138 Mass. 347 | Mass. | 1885

Devens, J.

Rule 43 of the Superior Court requires that “ a written answer shall be filed in this court, in all appeal cases, within thirty days after the entry of the appeal, unless the court shall otherwise order.”

In the Superior Court, the defendant filed an answer denying each and every allegation in the plaintiff’s writ and declaration, and an additional answer denying all such allegations, denying also that the plaintiff was the bearer of the note, and further averring that, if any evidence should be offered tending to show that she signed said note, she would then show that said note was obtained by false and fraudulent representations.

The Pub. Sts. c. 167, § 21, prescribe a rule of evidence and practice, rather than a rule of pleading. The production of a paper without evidence of its authenticity would not entitle the party producing it to put it in evidence. Warner v. Brooks, 14 Gray, 109. This section enacts that “ signatures to written *349instruments declared on or set forth as a cause of action, or as a ground of defence or set-off, shall be taken as admitted, unless the party sought to be charged thereby files in court, within the time allowed for an answer, a special denial of the genuineness thereof, and a demand that they shall be proved at the trial.” Even if this special denial and demand could be incorporated with an answer, it is different from an answer properly so called, and contemplates that there is an answer to which it relates. It is a notice that, under the pleadings, the opposing party must not rely upon the production of the paper declared on or set forth, but must prove the signature thereto. The object of the statute being to save the party relying on a written instrument the trouble and expense of proving the signature thereof, the adverse party compels him to make that proof by assuming the responsibility of this special denial and demand.

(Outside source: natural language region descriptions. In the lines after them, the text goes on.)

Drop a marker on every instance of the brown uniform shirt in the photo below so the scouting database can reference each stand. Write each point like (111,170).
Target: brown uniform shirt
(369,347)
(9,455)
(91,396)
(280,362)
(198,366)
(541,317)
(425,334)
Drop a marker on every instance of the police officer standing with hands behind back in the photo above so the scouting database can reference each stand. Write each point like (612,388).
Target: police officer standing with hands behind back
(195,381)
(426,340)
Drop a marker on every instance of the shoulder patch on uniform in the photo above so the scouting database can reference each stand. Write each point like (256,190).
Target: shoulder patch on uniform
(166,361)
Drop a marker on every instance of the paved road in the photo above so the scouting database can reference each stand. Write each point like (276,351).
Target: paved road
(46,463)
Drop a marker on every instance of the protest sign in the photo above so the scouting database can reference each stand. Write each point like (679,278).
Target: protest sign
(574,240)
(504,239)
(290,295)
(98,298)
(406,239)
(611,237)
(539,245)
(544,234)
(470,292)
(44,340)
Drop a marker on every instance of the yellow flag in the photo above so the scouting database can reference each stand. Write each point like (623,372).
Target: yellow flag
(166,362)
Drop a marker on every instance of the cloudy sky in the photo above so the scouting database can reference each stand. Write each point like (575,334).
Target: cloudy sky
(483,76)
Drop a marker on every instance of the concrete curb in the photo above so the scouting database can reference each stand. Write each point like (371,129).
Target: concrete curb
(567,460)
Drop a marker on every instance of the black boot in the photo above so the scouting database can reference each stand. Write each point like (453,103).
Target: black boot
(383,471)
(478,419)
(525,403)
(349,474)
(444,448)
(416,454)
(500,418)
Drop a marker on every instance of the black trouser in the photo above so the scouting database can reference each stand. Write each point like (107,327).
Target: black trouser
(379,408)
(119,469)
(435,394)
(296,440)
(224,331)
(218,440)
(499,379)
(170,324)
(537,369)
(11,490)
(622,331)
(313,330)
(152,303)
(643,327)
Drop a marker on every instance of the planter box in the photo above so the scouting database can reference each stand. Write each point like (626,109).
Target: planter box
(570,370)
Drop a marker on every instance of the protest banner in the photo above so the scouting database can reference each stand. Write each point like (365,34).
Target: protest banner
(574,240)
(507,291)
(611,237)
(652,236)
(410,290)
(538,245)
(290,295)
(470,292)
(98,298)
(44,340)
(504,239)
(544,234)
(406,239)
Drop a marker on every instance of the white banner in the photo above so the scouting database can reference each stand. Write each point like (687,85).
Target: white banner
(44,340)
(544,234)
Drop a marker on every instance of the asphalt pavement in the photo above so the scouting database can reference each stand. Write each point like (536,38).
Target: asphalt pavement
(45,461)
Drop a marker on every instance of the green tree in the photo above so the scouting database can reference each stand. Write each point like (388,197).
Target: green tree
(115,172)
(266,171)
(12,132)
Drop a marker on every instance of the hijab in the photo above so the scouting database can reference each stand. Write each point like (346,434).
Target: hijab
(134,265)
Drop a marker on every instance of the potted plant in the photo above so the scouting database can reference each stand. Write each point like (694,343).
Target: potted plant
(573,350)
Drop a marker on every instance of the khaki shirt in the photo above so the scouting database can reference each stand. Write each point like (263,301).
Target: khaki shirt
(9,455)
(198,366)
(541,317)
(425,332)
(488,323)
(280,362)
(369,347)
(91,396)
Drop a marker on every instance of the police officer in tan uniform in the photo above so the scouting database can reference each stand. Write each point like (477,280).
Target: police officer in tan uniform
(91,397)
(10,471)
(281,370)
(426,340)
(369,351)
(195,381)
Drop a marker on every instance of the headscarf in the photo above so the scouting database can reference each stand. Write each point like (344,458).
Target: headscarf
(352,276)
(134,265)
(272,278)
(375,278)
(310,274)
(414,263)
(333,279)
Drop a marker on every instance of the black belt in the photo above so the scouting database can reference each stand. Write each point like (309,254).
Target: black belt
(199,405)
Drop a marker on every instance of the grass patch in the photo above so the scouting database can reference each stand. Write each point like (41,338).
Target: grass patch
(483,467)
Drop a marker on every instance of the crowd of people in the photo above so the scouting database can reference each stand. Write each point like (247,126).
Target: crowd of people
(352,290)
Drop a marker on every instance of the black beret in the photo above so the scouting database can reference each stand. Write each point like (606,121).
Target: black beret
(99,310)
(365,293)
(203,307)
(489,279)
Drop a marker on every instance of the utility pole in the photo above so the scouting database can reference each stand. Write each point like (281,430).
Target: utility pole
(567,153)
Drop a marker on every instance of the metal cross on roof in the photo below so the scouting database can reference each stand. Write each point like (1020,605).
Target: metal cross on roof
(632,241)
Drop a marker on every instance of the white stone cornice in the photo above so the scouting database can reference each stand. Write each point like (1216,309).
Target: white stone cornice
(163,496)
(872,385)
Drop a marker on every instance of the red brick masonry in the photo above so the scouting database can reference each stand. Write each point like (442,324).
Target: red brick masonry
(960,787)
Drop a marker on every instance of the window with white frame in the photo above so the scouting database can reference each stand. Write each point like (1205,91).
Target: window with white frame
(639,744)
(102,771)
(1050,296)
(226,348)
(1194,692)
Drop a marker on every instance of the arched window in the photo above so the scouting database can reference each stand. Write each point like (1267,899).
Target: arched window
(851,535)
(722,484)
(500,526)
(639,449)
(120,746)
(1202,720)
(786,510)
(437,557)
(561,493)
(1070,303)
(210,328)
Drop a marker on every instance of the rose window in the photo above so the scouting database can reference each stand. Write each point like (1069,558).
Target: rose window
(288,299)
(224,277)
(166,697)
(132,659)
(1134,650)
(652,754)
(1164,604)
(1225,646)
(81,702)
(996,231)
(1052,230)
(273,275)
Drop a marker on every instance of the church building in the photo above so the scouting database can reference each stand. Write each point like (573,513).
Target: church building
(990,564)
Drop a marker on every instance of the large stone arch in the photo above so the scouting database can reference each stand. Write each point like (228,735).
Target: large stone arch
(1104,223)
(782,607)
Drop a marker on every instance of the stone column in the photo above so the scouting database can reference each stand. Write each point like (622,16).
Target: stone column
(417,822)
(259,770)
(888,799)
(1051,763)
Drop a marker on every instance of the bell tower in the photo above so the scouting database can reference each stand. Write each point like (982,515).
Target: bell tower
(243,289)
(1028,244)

However much the party defendant may change his answer, either by addition or substitution, the plaintiff, so long as this denial and demand are not withdrawn, cannot rely upon the rule of evidence which the statute has provided for his benefit. The defendant had pleaded orally in the lower court, as he might do, but had filed in writing the special denial and demand. When he filed a new answer in the Superior Court, this special denial was not withdrawn. Having been seasonably filed in the lower court, it was transmitted to the Superior Court, and was properly before it. Pub. Sts. a'. 155, § 34. It did not require to be there again filed in order to deprive the plaintiff of the advantage he would have had in his proof, if it had not been filed. Manson v. Arnold, 126 Mass. 399. The case was without doubt to be tried in the Superior Court upon the issue there raised, but this special denial was directly germane to -that issue, and to the evidence by which that issue was to be sustained. The special denial and demand were in the form required by the statute. We are therefore of opinion that the presiding judge rightly ruled that it was necessary for the plaintiff to offer evidence in order to prove the genuineness of the signature of the note. Exceptions overruled.